Something to think about: That language is redundant. There is no intrinsic meaning in anything. All meaning (on anything) is arbitrarily attached. I can't offhand think of any situation where that attachment wouldn't be a mirroring of the person who is attaching the meaning, i.e., a projection.
Attachment of meaning has enormous value in many situations. It can trip us up when done unconsciously, but not always. However, people seem to have an instinct (or assumption) that meaning is intrinsic, and that assumption is incorrect.
"A question of mine has been whether the meaning is projected onto a coincidence, or whether the entire synchronicity and it's seeming meaningfulness is a magical manifestation."
What would the difference be? (Your "or" presumes there is a difference.)
Of course the meaning is attached to a coincidence (which just means that two things happen at the same time). I know you have elsewhere identified "synchronicity" in terms of imbuing a coincidence with meaning. That's probably useful, so I find it interesting. In most situations, I've historically asserted that "synchronicity" is simply a synonym for "concidence," only means the co-occurrence of two things. There is only a psychological bond that links them in what seems a meaningful way, and that meaning is arbitrarily attached by the perceiver (or someone who accepts the statement of the perceiver).
"In one case, the coincidence takes priority and seems to beg to be given meaning after the fact; in which case, the meaning then supplied by the ego could then be the source of error (if there is any). In the second case, the entire synchronicity and its seeming meaning are a magical projection, and if the meaning can be said to be in error, then that error comes part in parcel with the coincidence, the whole thing arising within the self. The source of the error in this case (if there is one) must be deeper in the unconscious."
So, in one case it's a psychological phenomenon, and in the other case it's a psychological phenomenon?
It isn't the coincidence that does the begging, but the perceiver's psyche. - I don't really have a clue what you mean by "magical projection," though: You seem (to me) to be arbitrarily differentiating it just for the sake of differentiating it. (That is, you are attempting to distinguish a separate meaning. That means there is some duality you intuit would be useful and you're trying to use different words to express it. But you haven't defined it, and it isn't a phrase with a standard meaning or translation, so I don't know what you mean by those words.)
"But in the process, I ended up listing and categorizing types of synchronicities along with attempting to isolate the source of the seeming meaningfulness."

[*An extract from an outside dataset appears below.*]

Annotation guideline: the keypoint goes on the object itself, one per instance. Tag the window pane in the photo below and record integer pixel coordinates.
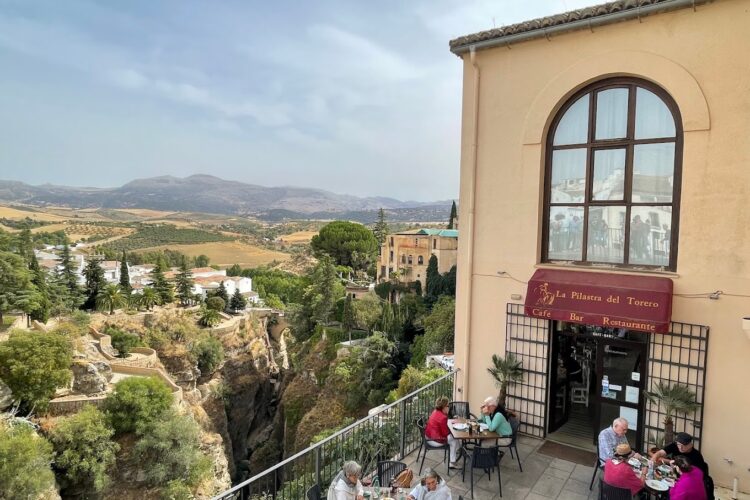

See above. It's always the same source.
"The effort has been to try to understand synchronicity and its possible relationship to dispersion and error in order to avoid them, but that is not to suggest that error is the primary characteristic of experiencing such synchronicities."
No, not error: They may be useful. (There is no issue of them being "right" vs. "wrong." They're never "right" is that means something intrinsic or innate of the events. It's only a matter of usefulness.)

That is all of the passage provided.